The possibilities are tantalizingly close, and almost--but not quite--within our grasp.
Like human embryotic stem cells, human-induced pluripotent stem cells (HiPSCs) have the ability to differentiate into more than 200 specialized human cells. Learning to use this remarkable potential in patient care could be the key to treating and curing a broad spectrum of diseases and disorders.
Although the science of stem cells has advanced rapidly in recent years, it is difficult to re-program quality cells fast enough to provide an adequate supply for treatment.
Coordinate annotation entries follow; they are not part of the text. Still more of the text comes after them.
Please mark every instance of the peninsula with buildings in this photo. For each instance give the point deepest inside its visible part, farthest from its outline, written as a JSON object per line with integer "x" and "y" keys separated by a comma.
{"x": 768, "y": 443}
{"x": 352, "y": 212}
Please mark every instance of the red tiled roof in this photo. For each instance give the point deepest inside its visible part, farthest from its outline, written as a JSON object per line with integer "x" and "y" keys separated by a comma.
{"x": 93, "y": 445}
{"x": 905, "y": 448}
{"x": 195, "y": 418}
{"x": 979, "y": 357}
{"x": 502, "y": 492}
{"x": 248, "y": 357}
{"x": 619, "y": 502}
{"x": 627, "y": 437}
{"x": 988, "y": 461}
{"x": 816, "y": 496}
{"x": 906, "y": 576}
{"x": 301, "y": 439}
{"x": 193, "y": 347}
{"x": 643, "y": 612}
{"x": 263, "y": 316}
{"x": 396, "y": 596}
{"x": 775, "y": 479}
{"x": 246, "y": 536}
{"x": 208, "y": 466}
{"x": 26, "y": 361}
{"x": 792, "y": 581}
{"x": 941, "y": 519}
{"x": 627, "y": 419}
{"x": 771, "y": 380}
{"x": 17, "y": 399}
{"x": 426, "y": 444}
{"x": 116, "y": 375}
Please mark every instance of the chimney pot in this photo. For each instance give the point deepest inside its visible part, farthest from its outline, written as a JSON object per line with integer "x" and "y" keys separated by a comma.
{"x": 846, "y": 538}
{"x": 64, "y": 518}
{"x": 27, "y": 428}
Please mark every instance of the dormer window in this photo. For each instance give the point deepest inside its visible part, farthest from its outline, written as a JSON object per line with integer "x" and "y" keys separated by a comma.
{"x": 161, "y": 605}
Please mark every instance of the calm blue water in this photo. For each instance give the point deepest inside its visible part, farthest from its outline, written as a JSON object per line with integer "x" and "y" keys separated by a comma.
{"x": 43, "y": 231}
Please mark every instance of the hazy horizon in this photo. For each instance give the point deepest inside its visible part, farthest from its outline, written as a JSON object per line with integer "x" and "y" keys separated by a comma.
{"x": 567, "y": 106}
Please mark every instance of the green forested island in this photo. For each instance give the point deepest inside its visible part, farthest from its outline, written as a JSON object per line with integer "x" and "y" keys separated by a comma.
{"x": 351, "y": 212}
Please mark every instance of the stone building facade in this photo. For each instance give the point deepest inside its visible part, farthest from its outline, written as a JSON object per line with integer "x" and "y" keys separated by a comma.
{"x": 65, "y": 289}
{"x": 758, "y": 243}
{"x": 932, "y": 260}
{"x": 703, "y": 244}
Now, a reprogramming factor identified by a UAB Stem Cell Institute team led by Kejin Hu, PhD, in the Department of Microbiology and Molecular genetics, has increased the efficiency of reprogramming skin fibroblasts into HiPCS by more than 20-fold. In addition to speeding the reprogramming process by several days, it also enhances the quality of the reprogrammed cells.
“The factor we used to accelerate reprogramming is a kinase protein known as BRD3R that reads acetylated histone codes in the chromosome,” Hu said. “We used xeno-free media, without mouse feeder cells or serum from any sources. In the future, xeno-free production will be an FDA good manufacturing practice requirement for clinical use of human iPSCs.
“Another issue that has been a concern in the past is the possibility of introducing tumorigenic cells into patients. One of the goals of our research has been to establish protocols to eliminate these cells from HiPSC-based transplants,” Hu said. “Our lab found that by targeting the marker surface protein PODXL using a well-established antibody, we can kill tumorigenic pluripotent cells.”
Being able to re-program high quality stem cells faster should make supplies more available for research into how diseases develop and evolve, and in the development of drugs to treat them. It will also open the door to broader research in regenerative medicine, cell therapy, gene therapy and tissue engineering.
HiPCS are already being tested in clinical trials to treat macular degeneration and inject retina cells to reverse blindness. They offer exciting possibilities for at last developing treatments for spinal cord injuries and neurodegenerative disorders including Parkinson’s Disease, Huntington’s Disease and ALS. Regenerating damaged heart tissue in cardiomyopathy and undoing the damaging effects of diabetes are more examples of how stem cell therapies could soon revolutionize the practice of medicine.
“Another major advantage in re-programming is the ability to transplant cells from the patient’s own body, which eliminates the risk of an immune system reaction to donor cells,” Hu said.
Funded by the UAB Faculty Development Fund and The Alabama Institute of Medicine, the research that identified the reprogramming factor was conducted by Hu and members of his team, Chunping Yao, MD, Weihua Xu, PHD, Alireza Khodadadi-Jamayran and Ruowen Zhang, PHD.
Increasing re-programming efficiency to more cells available faster has taken stem cell research one step nearer the day it will offer routine therapies for disorders that are now difficult or impossible to treat. However, there are still many questions that need to be answered.
“The next challenge science will have to solve is differentiation. Labs around the world are working on this. HiPSC cells can become any type of cell. We need to find better ways to direct them to become the type of cells we need,” Hu said.
Judging by the pace that stem cell science has advanced in the past ten years, approved therapies using this exciting new tool may not be so far away. But how far are we from the dream of one day growing differentiated stem cells into organs for transplant?
“That could be a while. There would be many, many questions to solve,” Hu said. “We may not be able to grow organs very soon, but organoids, yes. We are already growing tissue on a matrix. The science has come so far, so quickly.”